Cursor has an opportunity being the arbitrator of model selection that is currently uninspiring. The pricing challenges and community uproar in the topic Pricing Megathread speak volumes to both a problem and opportunity to set cursor apart from the commodity market.
There is a big gap between model capability and auto mode could be a big win if that mode were utilized to use the best thinking model to supervise the less capable auto mode ChatGPT or even ollama local models.

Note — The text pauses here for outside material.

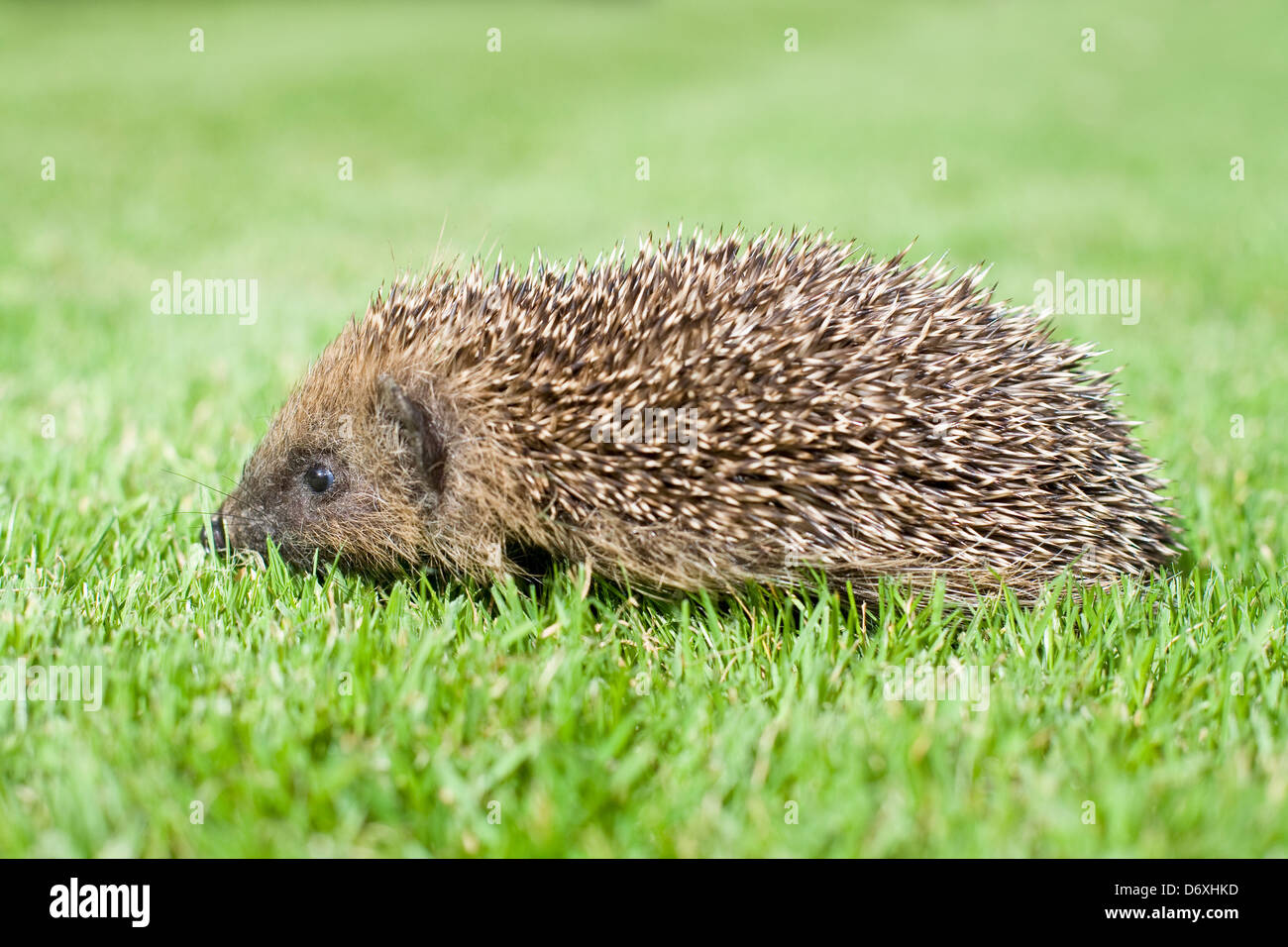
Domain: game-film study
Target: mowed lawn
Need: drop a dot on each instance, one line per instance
(257, 711)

An example easily comes to mind in that if I use auto today and give the model a written document so there no ambiguity with, for example, how to address fixing a test, the auto model often ignores the fact that the implementation should not be changed to satisfy a defect and it should stop and get direction or refer to the requirements.
Instead the auto model will put mocks in the implementation or whatever is the fastest, but least beneficial way, to address that test. Then when you ask the model, "did you see that rule about doing x but not y, it says yes I shouldn’t have done that.
Whenever I see the auto model chat stream going in a direction where the model is about to do something stupid or against the rules I just provided I have to quickly stop the auto model and switch to a capable model - if I can read fast enough! Imagine if the chat stream were going at two times the speed, it would be impossible for me to intervene.
Ideally, there would be a supervisor model that was Strategy model ($$$), a Boundary model ($$) a worker auto model ($) that did the work. The Strategy model would take written (pinned requirements) documents and formulate next steps that are optimized to stay within requirement but plan next steps (these are currently the task list). Then the Boundary model would be set up to keep the worker auto in line and restrict it from going off the road.
Cost is a real concern and the only way to balance cost and quality is to have a tiered execution chain. As the performance improves there is no way the user can be the supervisor or the guard rails. And without this leverage approach the user just gets frustrated and walks away because of cost and quality.
The pinned requirements (doc’s) is a necessary step in this execution optimization. Without it, context is quickly lost. I’m seriously at a point where I have to use two tools, one for complex tasks and one for simple editing but that approach is simply a stop gap and I’m always looking for something better.